Der Kläger hat das Urteil des Arbeitsgerichts mit der Berufung angegriffen, soweit das Arbeitsgericht seine erhobenen Ansprüche auf Zahlung einer Karenzentschädigung für die Zeit vom 25. November 2004 bis zum 31. März 2005 abgewiesen und der Widerklage stattgegeben hat. Der Beklagte hat sich mit seiner Berufung gegen die Verurteilung zur Zahlung einer Karenzentschädigung für April 2005 gewandt. Das Landesarbeitsgericht hat die Berufungen beider Parteien zurückgewiesen. Mit der nur für den Kläger zugelassenen Revision verfolgt der Kläger sein Zahlungsbegehren für die Zeit vom 25. November 2004 bis zum 31. März 2005 weiter und beantragt darüber hinaus Abweisung der Widerklage.
Entscheidungsgründe
Die Revision des Klägers ist nicht begründet. Die Vorinstanzen haben die Klage in dem in der Revision noch anhängigen Umfang zu Recht abgewiesen und der Widerklage insoweit zu Recht stattgegeben.
I. Das Arbeitsverhältnis hat bis zum 31. März 2005 bestanden.

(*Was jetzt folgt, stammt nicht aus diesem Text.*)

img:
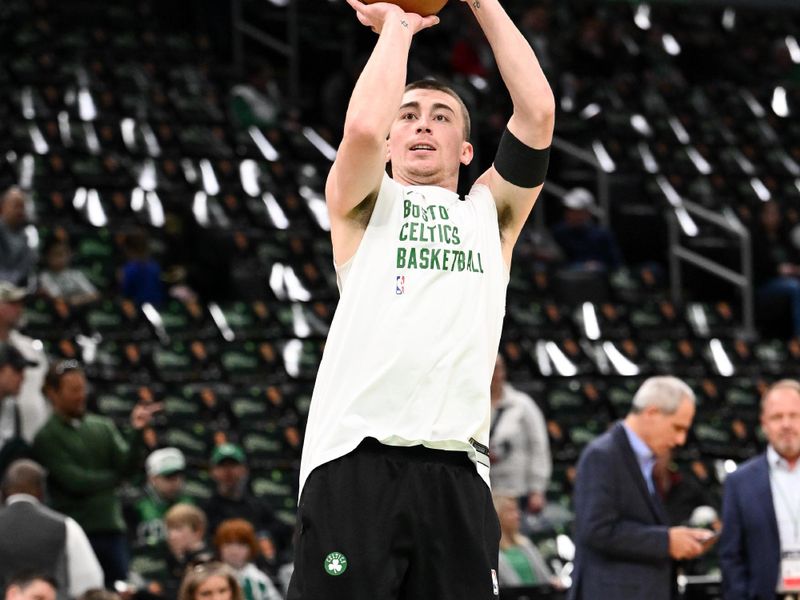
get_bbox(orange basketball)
[362,0,447,17]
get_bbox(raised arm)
[463,0,555,264]
[325,0,439,264]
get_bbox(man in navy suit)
[719,379,800,600]
[569,377,711,600]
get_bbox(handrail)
[231,0,300,105]
[544,135,611,227]
[667,200,756,339]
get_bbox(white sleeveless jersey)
[300,176,508,493]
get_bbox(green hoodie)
[33,414,145,534]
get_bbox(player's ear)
[460,142,475,165]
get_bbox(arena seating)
[0,0,800,584]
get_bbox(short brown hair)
[761,379,800,412]
[403,79,472,141]
[178,561,244,600]
[164,502,208,535]
[214,519,260,560]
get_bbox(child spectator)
[121,229,164,306]
[39,240,100,306]
[214,519,282,600]
[160,503,213,600]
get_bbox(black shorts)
[287,438,500,600]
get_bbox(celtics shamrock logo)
[324,552,347,577]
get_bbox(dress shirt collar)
[6,494,40,505]
[767,444,800,473]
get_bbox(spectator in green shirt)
[33,360,161,587]
[125,448,194,548]
[493,493,560,588]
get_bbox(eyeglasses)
[53,359,81,376]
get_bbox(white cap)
[145,448,186,477]
[563,188,594,210]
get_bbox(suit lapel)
[614,422,669,525]
[751,453,780,546]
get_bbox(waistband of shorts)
[354,437,474,468]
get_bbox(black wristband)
[494,128,550,188]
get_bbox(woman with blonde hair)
[178,562,244,600]
[492,493,560,587]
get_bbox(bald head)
[0,458,45,500]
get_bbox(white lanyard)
[769,467,800,544]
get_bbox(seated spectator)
[125,448,194,548]
[39,240,100,306]
[204,444,291,550]
[553,188,622,272]
[5,574,57,600]
[178,562,244,600]
[0,186,37,287]
[0,342,36,476]
[158,504,214,600]
[214,519,282,600]
[493,492,560,587]
[230,63,282,129]
[0,459,103,600]
[0,281,50,444]
[77,588,122,600]
[33,360,161,589]
[751,200,800,336]
[489,354,553,514]
[121,229,164,306]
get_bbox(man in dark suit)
[569,377,711,600]
[0,458,103,600]
[719,379,800,600]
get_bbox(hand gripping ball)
[363,0,447,17]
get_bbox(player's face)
[388,90,472,185]
[761,388,800,460]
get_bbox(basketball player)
[288,0,554,600]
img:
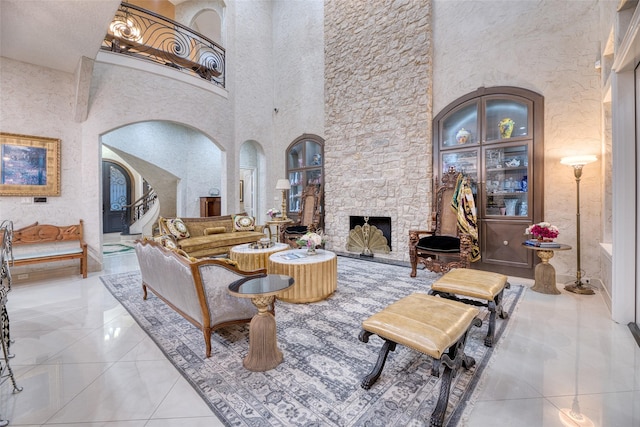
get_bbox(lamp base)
[564,281,595,295]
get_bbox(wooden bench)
[359,293,482,426]
[429,268,511,347]
[13,220,87,278]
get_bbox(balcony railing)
[101,3,225,87]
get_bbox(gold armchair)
[409,168,480,277]
[282,185,322,248]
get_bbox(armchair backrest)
[300,185,322,226]
[432,169,459,237]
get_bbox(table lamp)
[560,155,598,295]
[276,179,291,220]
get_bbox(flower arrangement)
[267,208,280,219]
[296,231,325,250]
[524,221,560,239]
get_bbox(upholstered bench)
[359,293,482,426]
[429,268,511,347]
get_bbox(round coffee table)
[268,249,338,303]
[229,243,289,272]
[229,274,294,372]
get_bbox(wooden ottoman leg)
[358,330,396,390]
[429,319,482,427]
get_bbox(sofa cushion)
[175,231,264,254]
[153,236,176,249]
[233,215,256,231]
[167,218,191,239]
[204,227,227,236]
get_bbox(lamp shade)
[276,179,291,190]
[560,155,598,166]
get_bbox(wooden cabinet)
[200,197,220,217]
[433,87,544,277]
[286,135,324,226]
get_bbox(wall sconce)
[560,155,598,295]
[276,179,291,220]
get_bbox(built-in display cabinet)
[286,135,324,224]
[433,87,544,277]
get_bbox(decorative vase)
[504,199,518,216]
[498,117,515,138]
[456,128,471,144]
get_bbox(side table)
[265,218,293,243]
[229,243,290,273]
[229,274,294,372]
[522,243,571,295]
[269,249,338,303]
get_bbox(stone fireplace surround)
[324,0,433,265]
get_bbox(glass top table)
[229,274,294,298]
[229,274,295,372]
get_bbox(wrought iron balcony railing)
[101,3,225,87]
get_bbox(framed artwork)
[0,133,60,196]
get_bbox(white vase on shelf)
[504,199,518,216]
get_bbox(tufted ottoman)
[429,268,511,347]
[359,293,482,426]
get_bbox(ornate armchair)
[282,185,322,248]
[409,168,479,277]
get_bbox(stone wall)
[324,0,432,261]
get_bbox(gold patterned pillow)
[233,215,256,231]
[167,218,191,239]
[204,227,227,236]
[154,236,176,249]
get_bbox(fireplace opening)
[349,216,393,250]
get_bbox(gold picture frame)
[0,132,60,197]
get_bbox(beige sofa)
[157,213,266,258]
[135,240,266,357]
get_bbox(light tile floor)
[0,253,640,427]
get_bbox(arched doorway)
[102,160,131,233]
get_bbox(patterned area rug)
[102,257,523,426]
[102,243,133,255]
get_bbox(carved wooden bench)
[359,293,482,426]
[13,220,87,278]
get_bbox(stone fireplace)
[349,216,393,250]
[324,1,433,262]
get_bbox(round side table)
[229,274,294,372]
[522,243,571,295]
[229,243,289,272]
[269,249,338,303]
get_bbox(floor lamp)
[276,179,291,220]
[560,156,598,295]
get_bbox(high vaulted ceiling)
[0,0,120,73]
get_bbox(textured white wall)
[433,0,602,277]
[0,58,88,228]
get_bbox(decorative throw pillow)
[204,227,227,236]
[167,218,191,239]
[154,236,176,249]
[233,215,256,231]
[216,258,238,268]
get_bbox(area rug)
[102,257,523,427]
[102,243,133,255]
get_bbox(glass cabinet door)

Es ist nicht analog § 12 KSchG durch die Erklärung des Klägers vom 25. November 2004 mit sofortiger Wirkung erloschen. Der Kläger hat daher für die Zeit vom 25. November 2004 bis zum 31. März 2005 keinen Anspruch nach § 75a HGB iVm. § 7 des Arbeitsvertrags vom 27. Juni 2000 auf Zahlung einer Karenzentschädigung.
1. Das Arbeitsverhältnis ist durch die Erklärung des Klägers vom 25. November 2004 nicht mit sofortiger Wirkung beendet worden. Die Voraussetzungen für die Ausübung des Sonderkündigungsrechts nach § 12 KSchG liegen nicht vor.
a) Nach § 12 KSchG kann der Arbeitnehmer binnen einer Woche nach Rechtskraft des Urteils durch Erklärung gegenüber dem alten Arbeitgeber die Fortsetzung des Arbeitsverhältnisses bei diesem verweigern, wenn nach der Entscheidung des Gerichts das Arbeitsverhältnis fortbesteht, der Arbeitnehmer jedoch inzwischen ein neues Arbeitsverhältnis eingegangen ist. Mit dem Zugang der Erklärung erlischt das Arbeitsverhältnis. Die Erklärungsfrist des § 12 Satz 1 KSchG ist gewahrt, wenn der Arbeitnehmer schon vor Rechtskraft des Urteils dem Arbeitgeber mitteilt, im Falle des Obsiegens im Kündigungsschutzprozess das bisherige Arbeitsverhältnis nicht fortsetzen zu wollen (BAG 19. Oktober 1972 – 2 AZR 150/72 – AP KSchG 1969 § 12 Nr. 1 = EzA KSchG § 12 Nr. 1).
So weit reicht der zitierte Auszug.